I think he was shocked that I said that. Right away he got that "wallowing" voice and said "I'll take care of her burs tomorrow night." We'll see if he does, but it got me wondering if maybe I need to point this out more often. Because, really, he is absolutely the most lazy person I've ever met. Although DD ranks a close second.

I have tried to avoid using the "L" word, because I guess I didn't want to admit it to myself. DH was always such a hard worker when we first got married. And I didn't want to accuse him of being Lazy if the problem really was a mental illness issue. But it really doesn't take that much ambition to hook up the darn dog. Not only that, but hooking up the dog saves me money and time. So shouldn't he WANT to do that? I dunno.

Tuesday, January 5, 2010

I hate believing.

Well, I'm kind of "tying up loose ends" at my full time job. Updating my resume, cleaning out my desk, and all that. In the meantime, I'm applying for a few things, but I'm not overly hopeful.

DH says a lot of things like "There is no excuse why I wouldn't have a job by June." and "I've had three years off, now I need to help out!" And I think back to the time(s) when things were "normal" and that same girl that got married to a guy who was hard-working, financially independent, responsible...that girl believes him.

And then we have this conversation (sometimes on the same day):
Me: Are you up yet?
DH: No, but I'm getting up now. I'm going to go apply for at least three jobs today.
Me: Oh good!
(3 hours later)
Me: How's your job search going?
DH: Um.
Me: Did you apply for anything?
DH: Um. I went back to sleep.

Or this one:
Me: Did you apply for anything?
DH: Yes, I applied for a job.
Me: Oh, where?
DH: At (***) Company, where I worked before.
(where he was a Manager, a high-level corporate employee, where he resigned, citing "too stressful" and took the job as a jailer instead.
Me: You know, you really need to apply for things that are realistic. That don't involve huge decisions or huge responsibilities. I know it's hard, but you are setting yourself up to fail, if you talk your way into a position and you can't do the job.
DH: But I can't do that! That's not who I am. I've always had responsible jobs.
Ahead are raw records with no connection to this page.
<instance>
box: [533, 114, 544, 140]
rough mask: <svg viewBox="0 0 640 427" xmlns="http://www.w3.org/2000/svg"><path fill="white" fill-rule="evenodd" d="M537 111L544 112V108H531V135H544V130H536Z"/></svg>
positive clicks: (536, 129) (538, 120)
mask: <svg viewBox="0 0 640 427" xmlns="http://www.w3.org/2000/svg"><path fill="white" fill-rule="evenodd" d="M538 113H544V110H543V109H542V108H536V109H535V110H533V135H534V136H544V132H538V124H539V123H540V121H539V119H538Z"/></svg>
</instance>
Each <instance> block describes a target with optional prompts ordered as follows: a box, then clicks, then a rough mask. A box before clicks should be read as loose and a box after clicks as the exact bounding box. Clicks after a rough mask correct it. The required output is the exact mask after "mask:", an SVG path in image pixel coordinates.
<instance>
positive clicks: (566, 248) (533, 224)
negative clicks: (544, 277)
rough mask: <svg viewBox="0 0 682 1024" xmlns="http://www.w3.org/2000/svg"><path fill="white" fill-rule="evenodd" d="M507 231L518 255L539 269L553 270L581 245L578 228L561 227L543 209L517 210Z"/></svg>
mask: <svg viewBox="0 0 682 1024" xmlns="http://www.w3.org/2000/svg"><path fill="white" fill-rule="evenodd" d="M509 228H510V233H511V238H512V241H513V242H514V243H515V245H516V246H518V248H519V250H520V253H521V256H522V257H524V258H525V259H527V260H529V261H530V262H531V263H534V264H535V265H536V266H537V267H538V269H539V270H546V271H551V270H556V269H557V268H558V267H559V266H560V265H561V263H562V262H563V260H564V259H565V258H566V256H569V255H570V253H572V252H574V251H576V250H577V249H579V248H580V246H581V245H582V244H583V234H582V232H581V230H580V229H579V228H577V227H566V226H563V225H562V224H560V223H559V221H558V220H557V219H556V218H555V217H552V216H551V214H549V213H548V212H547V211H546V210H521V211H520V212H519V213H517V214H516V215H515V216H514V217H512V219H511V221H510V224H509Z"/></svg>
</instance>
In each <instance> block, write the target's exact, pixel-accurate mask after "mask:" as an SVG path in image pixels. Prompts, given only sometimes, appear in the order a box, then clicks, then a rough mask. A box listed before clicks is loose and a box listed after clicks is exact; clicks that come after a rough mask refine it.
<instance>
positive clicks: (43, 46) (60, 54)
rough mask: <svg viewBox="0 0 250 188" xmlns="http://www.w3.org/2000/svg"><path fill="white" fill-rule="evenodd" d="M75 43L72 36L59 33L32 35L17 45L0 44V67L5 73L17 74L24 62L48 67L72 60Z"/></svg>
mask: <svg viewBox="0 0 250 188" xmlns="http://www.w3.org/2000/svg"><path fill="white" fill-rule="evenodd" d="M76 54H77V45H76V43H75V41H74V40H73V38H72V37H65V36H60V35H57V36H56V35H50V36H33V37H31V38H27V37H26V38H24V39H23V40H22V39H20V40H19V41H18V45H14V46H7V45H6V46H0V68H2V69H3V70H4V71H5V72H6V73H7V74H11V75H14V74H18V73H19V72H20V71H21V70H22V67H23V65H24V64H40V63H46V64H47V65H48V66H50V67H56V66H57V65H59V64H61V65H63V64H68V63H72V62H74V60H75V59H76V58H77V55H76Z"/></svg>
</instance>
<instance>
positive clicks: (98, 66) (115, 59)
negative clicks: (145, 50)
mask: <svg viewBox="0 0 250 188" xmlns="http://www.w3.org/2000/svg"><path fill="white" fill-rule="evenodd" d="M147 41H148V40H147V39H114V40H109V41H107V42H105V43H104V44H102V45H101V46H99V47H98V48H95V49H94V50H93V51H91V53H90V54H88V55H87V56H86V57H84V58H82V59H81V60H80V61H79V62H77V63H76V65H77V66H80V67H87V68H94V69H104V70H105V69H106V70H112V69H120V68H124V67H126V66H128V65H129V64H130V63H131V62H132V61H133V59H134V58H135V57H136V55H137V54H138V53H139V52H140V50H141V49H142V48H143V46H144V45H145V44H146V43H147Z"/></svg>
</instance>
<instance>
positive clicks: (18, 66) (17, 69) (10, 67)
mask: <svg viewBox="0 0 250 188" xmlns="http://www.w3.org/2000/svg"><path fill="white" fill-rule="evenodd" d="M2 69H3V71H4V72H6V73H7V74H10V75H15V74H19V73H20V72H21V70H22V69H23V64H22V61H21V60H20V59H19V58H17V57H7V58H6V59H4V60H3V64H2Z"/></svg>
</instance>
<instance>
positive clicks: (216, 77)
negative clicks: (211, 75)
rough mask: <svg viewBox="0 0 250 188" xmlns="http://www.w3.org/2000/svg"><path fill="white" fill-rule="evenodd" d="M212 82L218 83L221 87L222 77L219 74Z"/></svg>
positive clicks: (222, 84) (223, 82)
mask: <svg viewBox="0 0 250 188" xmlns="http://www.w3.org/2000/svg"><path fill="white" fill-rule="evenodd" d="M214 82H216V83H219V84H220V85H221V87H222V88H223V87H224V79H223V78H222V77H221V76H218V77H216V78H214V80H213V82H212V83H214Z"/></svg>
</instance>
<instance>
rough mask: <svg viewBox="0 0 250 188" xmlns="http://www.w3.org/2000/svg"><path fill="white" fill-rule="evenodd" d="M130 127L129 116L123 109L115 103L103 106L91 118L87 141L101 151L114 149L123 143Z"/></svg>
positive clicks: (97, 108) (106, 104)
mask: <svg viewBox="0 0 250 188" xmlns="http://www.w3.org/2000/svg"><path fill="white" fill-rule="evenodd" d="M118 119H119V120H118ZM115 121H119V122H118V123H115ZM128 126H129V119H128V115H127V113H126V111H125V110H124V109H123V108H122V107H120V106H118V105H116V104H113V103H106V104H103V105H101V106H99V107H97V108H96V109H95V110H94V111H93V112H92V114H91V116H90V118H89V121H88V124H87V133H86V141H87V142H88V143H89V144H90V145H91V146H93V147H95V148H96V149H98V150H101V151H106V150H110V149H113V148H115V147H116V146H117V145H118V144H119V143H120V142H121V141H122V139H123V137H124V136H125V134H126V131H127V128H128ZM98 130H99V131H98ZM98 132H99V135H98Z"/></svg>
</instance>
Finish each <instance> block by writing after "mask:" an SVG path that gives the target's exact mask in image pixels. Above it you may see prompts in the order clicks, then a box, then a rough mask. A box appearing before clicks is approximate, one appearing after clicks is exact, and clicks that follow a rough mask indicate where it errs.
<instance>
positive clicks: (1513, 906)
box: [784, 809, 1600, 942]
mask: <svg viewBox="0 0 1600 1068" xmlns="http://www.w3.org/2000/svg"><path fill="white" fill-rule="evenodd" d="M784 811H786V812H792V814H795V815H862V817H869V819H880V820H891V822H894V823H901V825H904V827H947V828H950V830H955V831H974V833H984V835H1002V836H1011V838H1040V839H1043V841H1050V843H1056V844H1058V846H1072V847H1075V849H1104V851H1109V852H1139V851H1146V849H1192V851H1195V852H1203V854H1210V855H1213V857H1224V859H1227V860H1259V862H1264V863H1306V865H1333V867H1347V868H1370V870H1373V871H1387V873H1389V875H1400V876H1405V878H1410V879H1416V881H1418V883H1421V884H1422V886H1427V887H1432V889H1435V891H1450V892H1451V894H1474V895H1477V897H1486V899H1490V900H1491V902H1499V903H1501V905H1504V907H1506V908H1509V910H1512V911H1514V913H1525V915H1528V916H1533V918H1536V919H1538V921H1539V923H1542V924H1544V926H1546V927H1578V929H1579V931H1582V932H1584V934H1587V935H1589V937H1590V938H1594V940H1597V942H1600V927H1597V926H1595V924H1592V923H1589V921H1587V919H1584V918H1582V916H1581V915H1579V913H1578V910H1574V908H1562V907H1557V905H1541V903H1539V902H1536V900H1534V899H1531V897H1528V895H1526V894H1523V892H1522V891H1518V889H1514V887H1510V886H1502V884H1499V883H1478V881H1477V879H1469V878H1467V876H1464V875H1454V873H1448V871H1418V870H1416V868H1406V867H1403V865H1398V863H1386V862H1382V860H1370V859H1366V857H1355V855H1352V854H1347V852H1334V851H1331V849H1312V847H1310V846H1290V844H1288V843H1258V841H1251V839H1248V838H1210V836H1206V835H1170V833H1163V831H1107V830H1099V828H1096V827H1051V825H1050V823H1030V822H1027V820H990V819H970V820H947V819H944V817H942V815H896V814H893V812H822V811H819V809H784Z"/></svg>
So. Either he can't get out of bed to even look for a job, or he'll be wasting time applying for jobs that he's no longer qualified to do, and is not capable of doing, even if he were to be hired.

That girl still wants to think that he'll "take care of" her....it'd sure be a lot easier, trying to find a new job, knowing that there was still some reasonable income....but me....well, I've learned a few things since I got married, and I need to look at this as "I'll be doing it all myself." And that's scary.